By Mindy Rubenstein, Times Correspondent
Friday, November 12, 2010
Rosemarie Glade recovered from drugs but thought her smile was disgusting. Through discounted dental care, Tom Lane of SmileFaith Foundation helped get her smile back.
NEW PORT RICHEY — Rosemarie Glade had finally turned her life around. She was off drugs, she had a job, a home and was back with her young daughter — but she still didn't feel good about herself.
"I got sober, but I still had the rotten teeth," said Glade, 29, who now lives in Brooksville. "I started getting things back when I got sober, but I couldn't smile. It was just disgusting."
That's when Tom Lane stepped in to help, and SmileFaith Foundation was born.
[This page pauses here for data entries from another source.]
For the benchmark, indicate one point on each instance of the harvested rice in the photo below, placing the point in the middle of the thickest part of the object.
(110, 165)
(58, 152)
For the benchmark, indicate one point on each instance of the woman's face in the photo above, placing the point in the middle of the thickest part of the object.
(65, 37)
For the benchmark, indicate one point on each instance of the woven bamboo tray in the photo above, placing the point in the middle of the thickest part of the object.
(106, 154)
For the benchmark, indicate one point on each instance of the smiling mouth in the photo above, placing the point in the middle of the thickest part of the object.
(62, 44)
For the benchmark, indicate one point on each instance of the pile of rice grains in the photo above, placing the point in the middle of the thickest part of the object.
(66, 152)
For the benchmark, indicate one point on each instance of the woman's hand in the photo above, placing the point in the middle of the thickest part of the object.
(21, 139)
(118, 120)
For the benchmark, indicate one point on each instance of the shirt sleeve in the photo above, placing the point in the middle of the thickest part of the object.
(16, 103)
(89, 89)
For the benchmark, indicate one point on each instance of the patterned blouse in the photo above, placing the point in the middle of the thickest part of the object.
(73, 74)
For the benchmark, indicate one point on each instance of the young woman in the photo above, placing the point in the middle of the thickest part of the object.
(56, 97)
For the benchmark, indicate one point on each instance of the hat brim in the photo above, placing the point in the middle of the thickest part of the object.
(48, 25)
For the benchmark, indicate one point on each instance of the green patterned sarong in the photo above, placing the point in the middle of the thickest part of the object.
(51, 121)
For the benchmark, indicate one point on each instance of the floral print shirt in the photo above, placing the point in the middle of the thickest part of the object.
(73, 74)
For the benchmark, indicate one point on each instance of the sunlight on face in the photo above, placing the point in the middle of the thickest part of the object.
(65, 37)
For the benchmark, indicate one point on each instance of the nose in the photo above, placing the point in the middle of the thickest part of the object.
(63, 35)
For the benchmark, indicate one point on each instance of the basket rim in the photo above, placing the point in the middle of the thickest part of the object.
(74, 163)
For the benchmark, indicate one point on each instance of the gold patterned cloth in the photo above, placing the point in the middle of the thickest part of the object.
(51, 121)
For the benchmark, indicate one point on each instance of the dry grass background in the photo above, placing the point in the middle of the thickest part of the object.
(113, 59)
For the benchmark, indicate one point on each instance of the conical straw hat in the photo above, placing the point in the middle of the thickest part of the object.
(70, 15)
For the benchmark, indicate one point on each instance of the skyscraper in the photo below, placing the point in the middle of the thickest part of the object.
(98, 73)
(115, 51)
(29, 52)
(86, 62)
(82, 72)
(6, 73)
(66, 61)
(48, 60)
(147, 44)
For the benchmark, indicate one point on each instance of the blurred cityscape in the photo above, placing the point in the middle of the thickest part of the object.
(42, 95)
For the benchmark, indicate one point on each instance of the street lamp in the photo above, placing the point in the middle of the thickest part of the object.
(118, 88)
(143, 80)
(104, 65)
The New Port Richey-based nonprofit organization he started last year gives free or discounted dental care, as well as spiritual counseling, to people who have struggled and turned their lives around. In addition to former drug addicts, the foundation helps people who have lost teeth due to abuse or from automobile or sports accidents. The service provides not just basic care, but also cosmetic work.
So far, it has given new smiles to 15 people and four more are in the works.
Lane owns Healthcare National Marketing in New Port Richey, selling dental insurance plans.
When Glade got sober and out of rehab, she had just taken a job with his company, standing on the side of U.S. 19 with a sign advertising "$5 co-pays.''
"Ironically enough I was the 'tooth fairy,' " she says now, laughing about her unofficial job title.
Even with the insurance plan that Lane gave her for free, the cost for her extensive dental care would still be several thousand dollars, and she simply couldn't afford it. So Lane applied for grant money, and then approached her dentist and asked for a further discount.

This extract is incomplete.